Перевес научной военной промышленности и математическое использование больших масс принесли наконец победу. В окопах были, как мы слышали от немецкого профессора, Фаусты и Заратустры; конечно, были, но рядом с ними были Ролла и Октавы, Манфреды, Иваны (Карамазовы) и Левины. Были, разумеется, и Алеши. Если бы было место, то этюд, сравнивающий писателей, павших во время войны, подтвердил бы этот диагноз; начиная с Пеги, можно насчитать десятки и десятки французских, немецких, английских и др. писателей. Анализ литературы во время войны доказал нам бы то же самое.
Послевоенная литература военных писателей, размышляющих философски о войне и ее значении, убедительно указывает, что во время войны, уже благодаря тому, что она так долго затянулась, решающее значение имело общее моральное состояние, а ни в коем случае не военная учеба и ловкость военачальников; воевали современные люди – все эти Фаусты и их потомки.
Полагаю, что это моральное значение мировой войны как усилия объективироваться, покончив с чрезмерным субъективизмом, достаточно ясно; война и способ вести войну выросли из морального и душевного состояния современного человека и всей его культуры, как я их кратко характеризовал. Современное противоречие объективации и субъективации, проявившееся в литературе и философии потому, что было в жизни, является длящимся историческим процессом, обнаружившимся также во время войны и особенно благодаря ее продолжительности. Мировая война приобретает особый характерный вид из-за своей длительности и всеобщности.
В главе о Швейцарии я набросал теневые, черные стороны войны и высказал свое мнение о вине в войне. Здесь необходимо признать хорошие свойства воюющих; именно благодаря длительности войны у обеих воюющих сторон проявила себя моральная сила, геройский дух, выносливость и жертвенность. Война показала, на что способен современный человек и что бы он еще мог сделать, если бы отрекся от страсти господствовать и не душил в себе врожденную у каждого человека симпатию к ближнему. В таком случае он должен был бы преодолеть весь этот современный титанизм и эгоизм болезненного субъективизма и индивидуализма. Именно стремление стать сверхчеловеком заканчивается самоубийством и войной.

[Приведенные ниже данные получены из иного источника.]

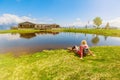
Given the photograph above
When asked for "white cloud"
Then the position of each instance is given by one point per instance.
(77, 23)
(6, 19)
(9, 37)
(114, 23)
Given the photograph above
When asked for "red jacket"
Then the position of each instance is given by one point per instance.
(80, 51)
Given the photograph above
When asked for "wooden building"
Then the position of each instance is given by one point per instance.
(27, 25)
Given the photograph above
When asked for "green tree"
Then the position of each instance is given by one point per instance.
(107, 26)
(97, 21)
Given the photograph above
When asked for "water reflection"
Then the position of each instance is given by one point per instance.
(32, 35)
(27, 35)
(34, 42)
(95, 40)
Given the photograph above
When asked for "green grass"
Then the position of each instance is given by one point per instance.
(63, 65)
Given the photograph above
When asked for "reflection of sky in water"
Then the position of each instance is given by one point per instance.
(50, 41)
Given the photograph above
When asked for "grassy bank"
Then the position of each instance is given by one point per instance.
(63, 65)
(110, 32)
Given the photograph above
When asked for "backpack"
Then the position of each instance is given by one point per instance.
(85, 51)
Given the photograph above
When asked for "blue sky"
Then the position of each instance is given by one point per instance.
(62, 11)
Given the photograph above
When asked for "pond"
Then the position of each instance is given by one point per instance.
(19, 44)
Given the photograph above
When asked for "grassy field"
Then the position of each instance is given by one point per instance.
(63, 65)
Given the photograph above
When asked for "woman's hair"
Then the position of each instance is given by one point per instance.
(83, 42)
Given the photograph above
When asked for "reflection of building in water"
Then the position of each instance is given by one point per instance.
(31, 35)
(95, 40)
(27, 35)
(53, 33)
(27, 25)
(105, 37)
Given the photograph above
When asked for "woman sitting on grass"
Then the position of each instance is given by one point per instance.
(82, 50)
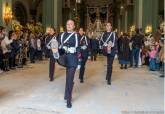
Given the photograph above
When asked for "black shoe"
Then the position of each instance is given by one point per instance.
(51, 80)
(109, 82)
(12, 68)
(69, 104)
(81, 81)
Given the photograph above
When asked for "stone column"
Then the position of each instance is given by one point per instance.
(146, 13)
(2, 6)
(52, 13)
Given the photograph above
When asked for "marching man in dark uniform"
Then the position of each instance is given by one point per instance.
(69, 42)
(109, 46)
(84, 43)
(50, 46)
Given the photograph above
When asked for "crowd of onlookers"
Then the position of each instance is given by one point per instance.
(16, 47)
(142, 49)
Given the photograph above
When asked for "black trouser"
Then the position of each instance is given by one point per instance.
(39, 54)
(70, 72)
(94, 54)
(32, 55)
(6, 61)
(1, 61)
(82, 68)
(109, 67)
(12, 60)
(51, 67)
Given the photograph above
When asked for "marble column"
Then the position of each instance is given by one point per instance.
(146, 13)
(2, 5)
(52, 13)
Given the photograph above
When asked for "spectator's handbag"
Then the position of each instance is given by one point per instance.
(61, 60)
(62, 51)
(106, 45)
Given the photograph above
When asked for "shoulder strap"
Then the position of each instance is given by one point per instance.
(76, 45)
(68, 38)
(85, 39)
(102, 37)
(54, 37)
(114, 38)
(108, 38)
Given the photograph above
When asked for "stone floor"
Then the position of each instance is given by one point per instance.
(133, 91)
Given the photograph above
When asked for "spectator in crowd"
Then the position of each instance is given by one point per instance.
(161, 56)
(14, 48)
(32, 47)
(137, 42)
(94, 48)
(123, 50)
(152, 60)
(5, 45)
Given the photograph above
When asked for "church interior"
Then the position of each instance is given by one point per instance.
(137, 85)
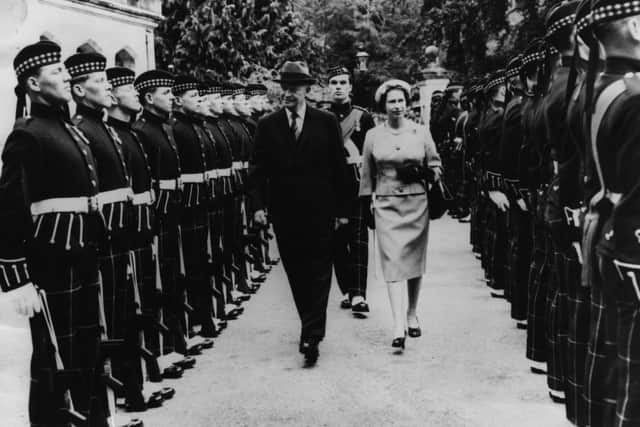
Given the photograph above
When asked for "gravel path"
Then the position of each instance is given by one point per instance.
(468, 368)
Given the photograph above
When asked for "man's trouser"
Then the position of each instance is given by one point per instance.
(351, 254)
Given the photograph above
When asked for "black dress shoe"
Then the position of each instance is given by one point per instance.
(167, 392)
(398, 342)
(415, 332)
(155, 400)
(311, 352)
(136, 422)
(173, 372)
(187, 363)
(361, 307)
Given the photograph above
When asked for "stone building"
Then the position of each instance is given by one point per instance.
(121, 30)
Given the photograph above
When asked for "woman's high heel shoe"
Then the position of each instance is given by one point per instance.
(399, 342)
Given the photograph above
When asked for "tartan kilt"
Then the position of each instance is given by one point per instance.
(351, 255)
(627, 308)
(556, 324)
(539, 275)
(522, 229)
(73, 288)
(194, 224)
(146, 282)
(215, 216)
(601, 374)
(499, 251)
(172, 289)
(577, 340)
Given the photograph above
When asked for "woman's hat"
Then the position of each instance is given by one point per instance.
(391, 84)
(295, 72)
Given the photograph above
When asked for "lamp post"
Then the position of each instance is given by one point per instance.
(362, 58)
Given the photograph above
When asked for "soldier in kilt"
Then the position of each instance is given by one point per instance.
(577, 186)
(351, 241)
(191, 143)
(222, 187)
(156, 136)
(48, 244)
(92, 94)
(519, 224)
(141, 258)
(489, 136)
(615, 153)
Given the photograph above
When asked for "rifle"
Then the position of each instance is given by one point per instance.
(68, 412)
(108, 348)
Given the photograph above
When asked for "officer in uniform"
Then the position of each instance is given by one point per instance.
(92, 94)
(50, 231)
(352, 239)
(518, 230)
(223, 188)
(192, 150)
(577, 186)
(489, 136)
(613, 255)
(156, 135)
(566, 266)
(142, 326)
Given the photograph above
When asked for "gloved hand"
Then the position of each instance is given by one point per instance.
(367, 212)
(410, 172)
(500, 200)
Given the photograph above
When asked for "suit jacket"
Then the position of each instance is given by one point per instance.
(304, 178)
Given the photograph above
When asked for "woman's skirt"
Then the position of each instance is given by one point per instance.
(402, 228)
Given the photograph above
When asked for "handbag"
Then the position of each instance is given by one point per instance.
(439, 198)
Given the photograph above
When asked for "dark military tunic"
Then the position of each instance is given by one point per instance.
(156, 137)
(351, 241)
(619, 245)
(45, 157)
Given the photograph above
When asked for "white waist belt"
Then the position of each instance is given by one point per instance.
(354, 160)
(145, 198)
(192, 178)
(211, 174)
(114, 196)
(614, 197)
(80, 204)
(168, 184)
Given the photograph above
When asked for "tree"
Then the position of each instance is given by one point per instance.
(230, 37)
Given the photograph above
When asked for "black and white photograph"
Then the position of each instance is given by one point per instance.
(320, 213)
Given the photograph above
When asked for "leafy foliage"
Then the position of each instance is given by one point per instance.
(231, 37)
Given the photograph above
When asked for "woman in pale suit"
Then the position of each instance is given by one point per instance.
(400, 160)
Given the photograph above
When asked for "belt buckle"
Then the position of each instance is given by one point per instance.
(92, 204)
(569, 215)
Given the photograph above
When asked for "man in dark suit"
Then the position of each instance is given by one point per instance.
(299, 161)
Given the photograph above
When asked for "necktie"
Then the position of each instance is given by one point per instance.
(294, 124)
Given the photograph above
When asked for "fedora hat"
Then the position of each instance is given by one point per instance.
(295, 72)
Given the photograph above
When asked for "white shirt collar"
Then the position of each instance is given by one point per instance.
(301, 113)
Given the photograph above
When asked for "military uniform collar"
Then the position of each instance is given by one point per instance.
(341, 110)
(117, 123)
(154, 118)
(621, 65)
(48, 111)
(83, 110)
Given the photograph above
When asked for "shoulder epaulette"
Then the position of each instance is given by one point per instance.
(22, 122)
(632, 82)
(77, 119)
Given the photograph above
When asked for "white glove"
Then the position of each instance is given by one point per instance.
(499, 199)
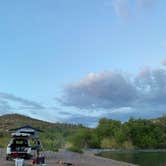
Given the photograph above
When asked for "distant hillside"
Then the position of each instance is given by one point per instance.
(55, 135)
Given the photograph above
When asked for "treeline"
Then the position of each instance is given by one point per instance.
(112, 134)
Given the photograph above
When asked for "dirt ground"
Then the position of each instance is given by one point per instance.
(52, 158)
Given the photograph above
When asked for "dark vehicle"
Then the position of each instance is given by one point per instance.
(19, 146)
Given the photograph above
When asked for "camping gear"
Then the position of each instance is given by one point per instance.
(19, 162)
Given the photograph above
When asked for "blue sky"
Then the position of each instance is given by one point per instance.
(65, 60)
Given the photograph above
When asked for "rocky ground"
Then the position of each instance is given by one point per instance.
(52, 159)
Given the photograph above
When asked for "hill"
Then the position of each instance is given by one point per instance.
(55, 135)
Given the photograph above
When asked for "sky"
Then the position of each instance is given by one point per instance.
(78, 61)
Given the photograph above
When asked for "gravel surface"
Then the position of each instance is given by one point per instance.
(52, 158)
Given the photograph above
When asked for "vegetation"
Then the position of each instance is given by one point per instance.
(109, 134)
(134, 134)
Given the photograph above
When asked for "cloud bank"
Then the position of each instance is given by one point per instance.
(127, 8)
(10, 103)
(143, 95)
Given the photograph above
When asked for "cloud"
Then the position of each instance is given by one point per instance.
(10, 103)
(103, 90)
(121, 7)
(120, 95)
(146, 3)
(127, 8)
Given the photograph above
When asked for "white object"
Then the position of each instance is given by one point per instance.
(19, 162)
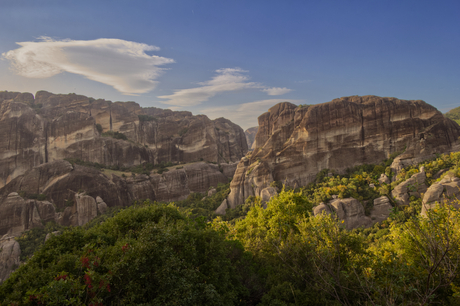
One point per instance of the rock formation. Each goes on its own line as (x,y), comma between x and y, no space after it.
(294,143)
(49,127)
(251,137)
(61,184)
(444,192)
(9,256)
(414,186)
(351,211)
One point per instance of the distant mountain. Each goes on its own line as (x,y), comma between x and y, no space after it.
(294,143)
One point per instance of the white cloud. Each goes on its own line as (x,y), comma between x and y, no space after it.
(122,64)
(227,79)
(245,114)
(276,91)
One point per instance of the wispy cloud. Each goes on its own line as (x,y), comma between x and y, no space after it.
(276,91)
(227,79)
(245,114)
(122,64)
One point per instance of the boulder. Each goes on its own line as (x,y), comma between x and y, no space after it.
(86,208)
(212,192)
(444,192)
(384,179)
(266,194)
(414,186)
(321,209)
(294,143)
(49,235)
(101,205)
(381,210)
(71,126)
(221,210)
(251,137)
(351,211)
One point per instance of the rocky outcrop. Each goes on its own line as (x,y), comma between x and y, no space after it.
(61,184)
(381,210)
(294,143)
(86,208)
(414,186)
(351,212)
(221,210)
(50,127)
(266,194)
(10,253)
(251,137)
(444,192)
(18,214)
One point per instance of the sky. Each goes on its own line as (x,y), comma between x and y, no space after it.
(232,59)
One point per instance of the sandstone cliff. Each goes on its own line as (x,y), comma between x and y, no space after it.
(251,137)
(74,194)
(294,143)
(49,127)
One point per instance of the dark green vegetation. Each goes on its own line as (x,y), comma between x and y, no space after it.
(454,114)
(158,254)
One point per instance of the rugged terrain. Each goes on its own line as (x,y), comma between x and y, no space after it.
(294,143)
(251,136)
(42,133)
(48,127)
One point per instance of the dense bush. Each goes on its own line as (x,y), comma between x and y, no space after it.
(158,254)
(148,254)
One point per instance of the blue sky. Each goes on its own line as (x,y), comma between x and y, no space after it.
(232,59)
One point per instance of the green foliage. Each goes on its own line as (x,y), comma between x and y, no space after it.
(144,254)
(116,135)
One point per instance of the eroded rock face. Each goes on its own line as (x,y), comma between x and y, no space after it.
(444,192)
(294,143)
(60,182)
(414,186)
(251,137)
(18,215)
(221,210)
(52,127)
(266,194)
(10,253)
(351,212)
(381,210)
(86,208)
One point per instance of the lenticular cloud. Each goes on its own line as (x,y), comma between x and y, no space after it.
(122,64)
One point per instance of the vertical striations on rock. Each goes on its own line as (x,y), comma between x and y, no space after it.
(294,143)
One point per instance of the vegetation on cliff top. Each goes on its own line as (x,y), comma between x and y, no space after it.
(163,254)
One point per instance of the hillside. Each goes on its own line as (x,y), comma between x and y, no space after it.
(150,252)
(454,114)
(342,195)
(294,143)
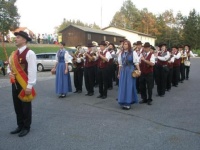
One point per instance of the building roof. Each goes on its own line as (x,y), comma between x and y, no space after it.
(24,29)
(139,33)
(91,30)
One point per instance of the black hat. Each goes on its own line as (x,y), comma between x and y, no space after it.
(103,43)
(62,43)
(152,47)
(162,44)
(174,46)
(90,45)
(112,45)
(78,46)
(23,34)
(147,44)
(139,43)
(187,45)
(180,46)
(123,40)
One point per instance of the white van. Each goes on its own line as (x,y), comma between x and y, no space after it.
(46,61)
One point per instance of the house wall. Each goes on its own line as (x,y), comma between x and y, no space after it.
(73,36)
(131,36)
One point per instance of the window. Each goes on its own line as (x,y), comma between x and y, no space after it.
(115,39)
(89,36)
(104,38)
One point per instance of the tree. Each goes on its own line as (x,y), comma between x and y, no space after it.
(128,17)
(148,23)
(9,17)
(191,29)
(66,23)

Немецкий историк Лампрехт, так восторженно и энергично оправдывающий немцев во время войны, невольно подтверждает мой анализ. В своей истории новейшей Германии, написанной до войны (Zur jungsten deutschen Vergangenheit, 1904) он правильно характеризует эпоху нервного раздражения (он создал слово Reizsamkeit) и приводит не только Вильгельма, но и Бисмарка как типы такой нервности. De facto немецкий сверхчеловек, титан – нервен и выискивает смерть или войну как острое раздражение, направленное против хронической раздраженности.
Это касается всех народов, но в первую очередь народа немецкого; его философы и художники, вообще его умственные работники вырастили субъективизм и индивидуализм до абсурдного солипсизма и его моральных последствий. Ницшевский сверхчеловек, по Дарвину построенный хищник, – вот лекарство против абсурдности и бесчеловечности солипсизма. В своем духовном одиночестве немецкие философы и ученые, историки и политики объявляли немецкую цивилизацию и культуру венцом человеческого развития, и во имя этого самозваного возвеличивания прусский пангерманизм провозглашал право захвата, а право вообще подчинял силе и насилию. Прусское государство, его войско и воинственность становились противоядием против болезненного субъективизма; прусский пангерманизм был виновником мировой войны, за нее он морально ответствен несмотря на то что австро-венгерский режим тоже и даже в некотором отношении более виноват. Народ философов и мыслителей, народ Канта и Гете, присвоивший себе задание быть носителем света, не мог без лицемерия принять несчастную и близорукую политику дегенерированных Габсбургов и не смел искать выхода в войне из тупика своей односторонне развитой образованности. Corruptio optimi pessima.